TIGIR's Origin: The Research Philosophy
Security, especially cyber security, has been in a prolonged transition stage. For decades we have been using the same threat risk methodologies and the same means to calculate impacts and costs associated with the loss, disruption, damage and sabotage to IT systems as well as others.
With cyber in particular we have seen threats not only evolve in their technological sophistication but also in their asymmetry, where they now leverage various domains - social engineering for information, physical security, access credentials, data manipulation - along with technology to meet their agenda.
TIGIR was born after 15 years of doing the same thing over and over and getting the same deficient results: breaches. But we continued to perform Security Assessment and Authorization (SA&A) and Threat Risk Assessments (TRAs) the ‘old way’ – manually. Then we would arbitrarily purchase technological safeguards to plug the holes and fill the gaps. There had to be a better way.
There wasn't much out there and most practitioners didn't acknowledge that were was much of a problem.
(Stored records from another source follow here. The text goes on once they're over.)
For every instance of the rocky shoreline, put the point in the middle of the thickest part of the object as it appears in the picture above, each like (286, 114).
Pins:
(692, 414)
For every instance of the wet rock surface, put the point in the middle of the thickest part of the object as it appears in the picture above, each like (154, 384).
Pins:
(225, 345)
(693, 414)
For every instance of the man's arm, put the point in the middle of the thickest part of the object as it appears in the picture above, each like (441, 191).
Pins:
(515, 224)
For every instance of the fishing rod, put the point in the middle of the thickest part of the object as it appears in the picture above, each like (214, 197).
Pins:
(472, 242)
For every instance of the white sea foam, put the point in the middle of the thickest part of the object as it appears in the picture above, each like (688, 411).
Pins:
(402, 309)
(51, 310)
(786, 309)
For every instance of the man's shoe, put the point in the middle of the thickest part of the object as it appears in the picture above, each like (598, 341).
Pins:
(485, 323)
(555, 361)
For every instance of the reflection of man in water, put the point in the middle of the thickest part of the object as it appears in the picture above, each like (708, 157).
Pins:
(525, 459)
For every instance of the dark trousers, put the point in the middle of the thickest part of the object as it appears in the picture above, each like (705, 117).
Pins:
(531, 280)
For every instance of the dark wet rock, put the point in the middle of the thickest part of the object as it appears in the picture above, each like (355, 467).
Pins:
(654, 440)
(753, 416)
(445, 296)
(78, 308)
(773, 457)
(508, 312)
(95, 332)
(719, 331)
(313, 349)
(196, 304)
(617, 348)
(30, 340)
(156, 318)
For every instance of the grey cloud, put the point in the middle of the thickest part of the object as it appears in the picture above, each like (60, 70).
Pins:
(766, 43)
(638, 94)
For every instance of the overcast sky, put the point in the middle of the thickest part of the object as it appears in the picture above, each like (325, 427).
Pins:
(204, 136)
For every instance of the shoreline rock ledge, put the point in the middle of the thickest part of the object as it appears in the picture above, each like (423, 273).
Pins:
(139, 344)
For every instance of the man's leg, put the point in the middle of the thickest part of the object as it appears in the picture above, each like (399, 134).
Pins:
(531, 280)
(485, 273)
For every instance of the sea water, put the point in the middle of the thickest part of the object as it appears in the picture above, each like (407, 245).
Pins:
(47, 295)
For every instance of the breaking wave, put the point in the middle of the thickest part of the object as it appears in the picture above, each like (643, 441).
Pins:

So, I began to write better methods to meet the needs of the current threat climate, evolving to the TIGIR methodology.
After, I functionalized the methods and wrote a comprehensive algorithm, now patented, that could calculate all of the risk values government and business needs – and TIGIR was born. After some betas, prototypes and pilots, we’re now moving to market, getting the word out and solving a big problem with logic and consistent assessment.
Marrying multiple standards and tracking and monitoring of assessments were key, but so was tracking security incidents on assessed assets to understand what controls were working and what ones weren’t. Currently, much of the data gathering from security breaches stops short of analysis, little intelligence is collected, even less is shared.
For that reason, every assessment performed in TIGIR allows for detailed breach reporting that collects information using a reverse engineered forensic framework. The more breach reports that created, the more effective security controls become with the added value of attribution.
So that’s TIGIR 1.0 – and we can’t wait to release TIGIR 2.0, a full service supply chain security software built around TIGIR’s original risk functions.